Sans attendre l’aggravation d’une situation appelant des restrictions, la Ville investit depuis plusieurs années dans des solutions de récupération de l’eau de pluie. Par ailleurs nos jardiniers et
horticulteurs sélectionnent et plantent des végétaux qui résistent mieux à la sécheresse et appliquent des techniques entre autres de paillage retenant l’humidité.

De manière générale l’arrosage est juste et modéré, autant que possible avec de l’eau récupérée. Et quand la situation se dégrade, celui du gazon est d’abord suspendu dans les espaces d’accompagnement puis réduit dans les espaces d’attractivité, qui alors très vite jaunissent.

Enfin les fontaines avec jets d’eau fonctionnent en circuit fermé grâce à une pompe qui permet de recycler leur eau non potable.

Ces dispositions se conforment en cas d’alerte ou d’alerte renforcée sur le secteur aux mesures préfectorales limitant les usages de l’eau.

L’écopâturage nous rend chèvre

Les chèvres, ou de temps en temps les moutons, font désormais partie de notre paysage urbain pour être aujourd’hui appréciés comme les plus efficaces auxiliaires des jardiniers municipaux quand il s’agit de débroussailler certaines parcelles peu accessibles…

Avec son cheptel d’environ 40 chèvres et 150 moutons, Atlernature est un pionnier de l’éco-pâturage. La Ville de Huningue est l’un de ses clients historiques pour avoir été très tôt convaincue par cette alternative à l’entretien mécanique et chimique de ses prairies et milieux difficiles d’accès. Et aussi parce que la présence des animaux au cœur de notre cité, c’est du bonheur pour petits et grands !

Chaque pâture est dotée d’un cabanon et, à défaut d’un point d’eau naturel comme dans le Jardin des pâtures, d’un abreuvoir.

Les frayères du Parc des eaux vives

Huningue s’implique fortement en faveur de la biodiversité par la mise en œuvre d’une trame verte et bleue, essentielle à la conservation, la restauration ou la création de continuités écologiques.

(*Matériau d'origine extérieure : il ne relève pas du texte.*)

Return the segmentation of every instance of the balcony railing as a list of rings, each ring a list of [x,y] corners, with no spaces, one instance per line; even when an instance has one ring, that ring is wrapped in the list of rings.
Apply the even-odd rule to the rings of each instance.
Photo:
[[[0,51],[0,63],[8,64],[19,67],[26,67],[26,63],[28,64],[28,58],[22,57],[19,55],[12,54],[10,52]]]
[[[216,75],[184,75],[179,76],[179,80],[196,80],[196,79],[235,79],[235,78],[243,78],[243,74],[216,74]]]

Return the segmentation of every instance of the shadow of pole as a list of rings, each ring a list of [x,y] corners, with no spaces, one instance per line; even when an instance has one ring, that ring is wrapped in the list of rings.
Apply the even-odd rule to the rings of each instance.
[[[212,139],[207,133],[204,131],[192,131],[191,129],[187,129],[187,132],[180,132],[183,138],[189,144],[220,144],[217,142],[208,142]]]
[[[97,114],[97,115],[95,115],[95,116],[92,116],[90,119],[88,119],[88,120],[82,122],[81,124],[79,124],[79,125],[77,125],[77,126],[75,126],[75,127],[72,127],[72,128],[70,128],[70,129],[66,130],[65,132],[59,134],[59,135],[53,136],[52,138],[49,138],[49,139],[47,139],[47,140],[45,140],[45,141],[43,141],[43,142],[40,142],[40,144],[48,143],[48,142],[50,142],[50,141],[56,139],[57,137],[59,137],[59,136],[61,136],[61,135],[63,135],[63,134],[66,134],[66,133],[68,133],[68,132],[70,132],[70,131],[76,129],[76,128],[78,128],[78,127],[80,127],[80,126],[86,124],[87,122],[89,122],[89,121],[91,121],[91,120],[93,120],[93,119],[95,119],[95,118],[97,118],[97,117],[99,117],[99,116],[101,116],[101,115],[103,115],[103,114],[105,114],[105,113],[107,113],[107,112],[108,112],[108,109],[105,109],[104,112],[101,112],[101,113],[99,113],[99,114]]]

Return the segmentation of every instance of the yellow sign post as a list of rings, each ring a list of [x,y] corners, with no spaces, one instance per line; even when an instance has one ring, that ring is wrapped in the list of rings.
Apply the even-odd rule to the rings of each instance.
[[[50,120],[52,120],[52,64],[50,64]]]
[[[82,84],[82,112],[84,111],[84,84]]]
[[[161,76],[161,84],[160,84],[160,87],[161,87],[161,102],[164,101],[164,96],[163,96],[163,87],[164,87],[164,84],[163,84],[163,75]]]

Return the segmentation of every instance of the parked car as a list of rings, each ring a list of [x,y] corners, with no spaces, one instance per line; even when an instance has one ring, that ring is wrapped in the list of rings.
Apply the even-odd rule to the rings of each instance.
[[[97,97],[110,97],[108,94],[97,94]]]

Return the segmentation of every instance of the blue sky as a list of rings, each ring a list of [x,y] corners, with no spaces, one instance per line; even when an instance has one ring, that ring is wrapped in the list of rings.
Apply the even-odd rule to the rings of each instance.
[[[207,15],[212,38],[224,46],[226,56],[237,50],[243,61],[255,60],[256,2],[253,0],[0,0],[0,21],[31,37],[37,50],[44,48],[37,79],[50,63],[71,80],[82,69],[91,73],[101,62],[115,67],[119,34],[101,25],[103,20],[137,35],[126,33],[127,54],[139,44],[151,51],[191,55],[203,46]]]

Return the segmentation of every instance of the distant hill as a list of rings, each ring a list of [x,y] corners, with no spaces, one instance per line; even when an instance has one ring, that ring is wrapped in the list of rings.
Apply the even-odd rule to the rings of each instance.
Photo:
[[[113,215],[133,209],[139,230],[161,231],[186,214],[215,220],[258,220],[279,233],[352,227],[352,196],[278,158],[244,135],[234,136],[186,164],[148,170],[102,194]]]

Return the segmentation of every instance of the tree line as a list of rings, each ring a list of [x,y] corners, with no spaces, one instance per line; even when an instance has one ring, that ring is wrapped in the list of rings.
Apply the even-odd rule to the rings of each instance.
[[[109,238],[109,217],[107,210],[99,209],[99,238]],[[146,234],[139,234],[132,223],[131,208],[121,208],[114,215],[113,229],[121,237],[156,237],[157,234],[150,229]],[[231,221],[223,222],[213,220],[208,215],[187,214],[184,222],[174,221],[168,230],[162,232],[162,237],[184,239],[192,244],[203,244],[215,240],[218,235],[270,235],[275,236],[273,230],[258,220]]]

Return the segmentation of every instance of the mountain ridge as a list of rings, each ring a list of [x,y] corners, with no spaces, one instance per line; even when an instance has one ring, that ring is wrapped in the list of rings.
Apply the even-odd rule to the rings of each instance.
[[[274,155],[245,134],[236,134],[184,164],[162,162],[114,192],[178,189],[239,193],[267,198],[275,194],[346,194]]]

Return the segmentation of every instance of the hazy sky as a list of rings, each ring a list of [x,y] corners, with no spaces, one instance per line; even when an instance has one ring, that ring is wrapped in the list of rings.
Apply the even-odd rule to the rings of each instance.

Les frayères du Parc des eaux vives répondent à cet objectif grâce à des banquettes de sédiments qui favorisent le frai piscicole – autrement dit la ponte – en permettant aux poissons de déposer leurs œufs sur les substrats ou la végétation qui les recouvrent.
Ces banquettes participent aussi à la diversification des habitats et reconstituent une zone de transition entre la berge et l’eau, appréciée des oiseaux, des insectes et des batraciens. Leurs roseaux et autres plantes aquatiques non seulement filtrent les matières et permettent leur décantation, mais aussi assimilent nitrates et phosphore.